Following the entrées we indulged in one of the specials; pieces of deep-fried crab with a zesty, very savoury salad of fennel, red onion and herbs. The crab’s buttery flesh melted in mouths, although some thought the batter was a little heavy. Servings were quite small, with only really a little finger of meat per person.
Also eaten were the Fried Sticky Rice Balls, Chilli and Coconut Caramel ($13) which weren’t nearly as fantastic as their mouth-watering description. The balls were flavourless and stuck in teeth while the sauce couldn’t easily be mopped up by them so it didn’t come together very well.
Next up was the Fried Silken Tofu, Blackbean Chilli Soy, Crisp Asian Coleslaw ($32) which was very sweet and very delightful. Silken tofu takes on an entirely new feel when deep fried, with a crispy outside and a warm creamy explosion inside.
Surprisingly the humble Wok Greens ($8.50) we had on the side was my favourite dish. They’d been infused by a smoky wok and perfectly accented by a touch of oil and fresh bean shoots.
Fried Silken Tofu, Blackbean Chilli Soy, Crisp Asian Coleslaw ($32)
Deep-fried Crab Special
Fried Sticky Rice Balls, Chilli and Coconut Caramel $13
To finish, we indulged in dessert share plate ($39.50) which contained all of the following: south eastern mess of strawberries, passionfruit, mandarin sorbet, chilled toasted coconut pudding with black sesame and chocolate soil, cinnamon sugared banana fritters with pandan ice cream, chilli peanut parfait and choc coated freeze dried fruit, vanilla and rhubarb compote with cashew crumble. All this felt like more of a visual performance than anything. All the flavours were surprisingly subtle, particularly the ice-creams. Even the chocolate dessert didn’t have a lot of depth to it. The exception to this was the rhubarb and custard which managed a perfect marriage of sweet, tart and creamy.

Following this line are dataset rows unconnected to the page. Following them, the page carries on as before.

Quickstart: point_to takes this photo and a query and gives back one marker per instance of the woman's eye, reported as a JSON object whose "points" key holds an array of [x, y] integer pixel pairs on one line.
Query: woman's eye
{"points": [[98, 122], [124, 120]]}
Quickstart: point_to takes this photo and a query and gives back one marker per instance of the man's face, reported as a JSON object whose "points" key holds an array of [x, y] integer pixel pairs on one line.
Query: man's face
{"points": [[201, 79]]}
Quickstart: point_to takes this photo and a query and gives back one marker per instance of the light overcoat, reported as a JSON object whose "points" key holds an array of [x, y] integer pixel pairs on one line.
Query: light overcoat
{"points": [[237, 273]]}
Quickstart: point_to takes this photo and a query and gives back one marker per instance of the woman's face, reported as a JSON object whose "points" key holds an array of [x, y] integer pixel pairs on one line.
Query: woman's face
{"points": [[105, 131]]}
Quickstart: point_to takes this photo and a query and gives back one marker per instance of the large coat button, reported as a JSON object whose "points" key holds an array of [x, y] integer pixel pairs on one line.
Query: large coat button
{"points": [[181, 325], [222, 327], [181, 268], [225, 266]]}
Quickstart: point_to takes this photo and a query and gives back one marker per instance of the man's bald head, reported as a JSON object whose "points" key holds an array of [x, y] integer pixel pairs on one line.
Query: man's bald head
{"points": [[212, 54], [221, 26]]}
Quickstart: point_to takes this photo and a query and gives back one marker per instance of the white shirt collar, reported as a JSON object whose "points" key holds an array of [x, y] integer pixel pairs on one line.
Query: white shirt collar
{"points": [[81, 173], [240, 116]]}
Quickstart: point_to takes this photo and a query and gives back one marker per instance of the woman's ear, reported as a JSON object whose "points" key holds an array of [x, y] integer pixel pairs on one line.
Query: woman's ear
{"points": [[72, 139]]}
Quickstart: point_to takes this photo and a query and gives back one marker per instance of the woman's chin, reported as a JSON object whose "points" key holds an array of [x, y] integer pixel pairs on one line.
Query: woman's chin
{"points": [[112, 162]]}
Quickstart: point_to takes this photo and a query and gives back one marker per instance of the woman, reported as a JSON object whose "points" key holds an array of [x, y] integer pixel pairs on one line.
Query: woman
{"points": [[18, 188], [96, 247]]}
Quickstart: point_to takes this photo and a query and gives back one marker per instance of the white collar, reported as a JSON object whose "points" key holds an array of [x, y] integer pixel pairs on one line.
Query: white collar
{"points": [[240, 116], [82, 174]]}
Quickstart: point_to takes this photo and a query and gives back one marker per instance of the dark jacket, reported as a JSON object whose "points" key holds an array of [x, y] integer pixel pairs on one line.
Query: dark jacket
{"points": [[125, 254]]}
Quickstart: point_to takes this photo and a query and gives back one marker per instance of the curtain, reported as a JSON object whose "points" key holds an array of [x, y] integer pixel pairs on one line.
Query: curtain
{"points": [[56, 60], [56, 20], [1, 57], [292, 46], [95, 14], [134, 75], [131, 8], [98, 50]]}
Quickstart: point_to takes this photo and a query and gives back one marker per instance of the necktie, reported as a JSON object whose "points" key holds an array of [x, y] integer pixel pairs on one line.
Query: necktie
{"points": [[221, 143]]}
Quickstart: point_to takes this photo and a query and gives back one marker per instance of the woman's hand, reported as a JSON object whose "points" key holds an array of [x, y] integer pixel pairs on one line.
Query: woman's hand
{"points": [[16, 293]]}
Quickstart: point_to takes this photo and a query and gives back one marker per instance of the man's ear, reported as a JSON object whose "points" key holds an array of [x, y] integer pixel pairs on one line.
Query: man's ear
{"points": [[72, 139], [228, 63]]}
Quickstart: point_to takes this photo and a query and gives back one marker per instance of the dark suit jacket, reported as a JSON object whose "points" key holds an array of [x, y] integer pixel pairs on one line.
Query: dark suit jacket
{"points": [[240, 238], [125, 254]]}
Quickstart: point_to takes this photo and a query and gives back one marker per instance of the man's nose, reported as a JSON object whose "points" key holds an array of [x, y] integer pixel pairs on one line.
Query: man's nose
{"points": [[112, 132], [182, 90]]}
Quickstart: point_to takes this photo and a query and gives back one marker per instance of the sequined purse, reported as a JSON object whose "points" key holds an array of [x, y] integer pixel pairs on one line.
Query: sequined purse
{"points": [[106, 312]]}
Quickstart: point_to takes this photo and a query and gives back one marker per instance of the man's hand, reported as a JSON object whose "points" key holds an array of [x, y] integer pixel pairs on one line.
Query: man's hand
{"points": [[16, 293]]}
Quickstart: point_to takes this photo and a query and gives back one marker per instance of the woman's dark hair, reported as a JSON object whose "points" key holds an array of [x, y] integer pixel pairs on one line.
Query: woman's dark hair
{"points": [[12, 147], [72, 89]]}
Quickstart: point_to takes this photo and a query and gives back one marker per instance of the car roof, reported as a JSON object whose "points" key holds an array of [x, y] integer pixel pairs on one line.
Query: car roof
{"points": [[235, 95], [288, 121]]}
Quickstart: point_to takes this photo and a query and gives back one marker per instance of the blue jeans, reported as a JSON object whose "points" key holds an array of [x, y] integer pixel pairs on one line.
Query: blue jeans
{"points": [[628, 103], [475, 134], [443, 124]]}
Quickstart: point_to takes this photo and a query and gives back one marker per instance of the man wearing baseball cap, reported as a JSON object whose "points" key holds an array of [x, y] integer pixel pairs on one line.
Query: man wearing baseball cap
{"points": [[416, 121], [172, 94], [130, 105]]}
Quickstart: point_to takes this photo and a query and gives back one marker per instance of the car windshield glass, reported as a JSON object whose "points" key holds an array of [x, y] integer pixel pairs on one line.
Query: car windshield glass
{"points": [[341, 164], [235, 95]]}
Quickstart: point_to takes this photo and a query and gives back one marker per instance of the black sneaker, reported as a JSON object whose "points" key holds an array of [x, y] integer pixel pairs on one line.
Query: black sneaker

Gingerboy does feel like a special experience both in atmosphere and food creativity but some of the dishes lacked the real intensity of flavour from the traditional cuisines which inspired them. It is also important to consider the price tier Gingerboy are playing in, which has brought the food rating down slightly. The staff is professional and attentive although very serious and really could have been warmer.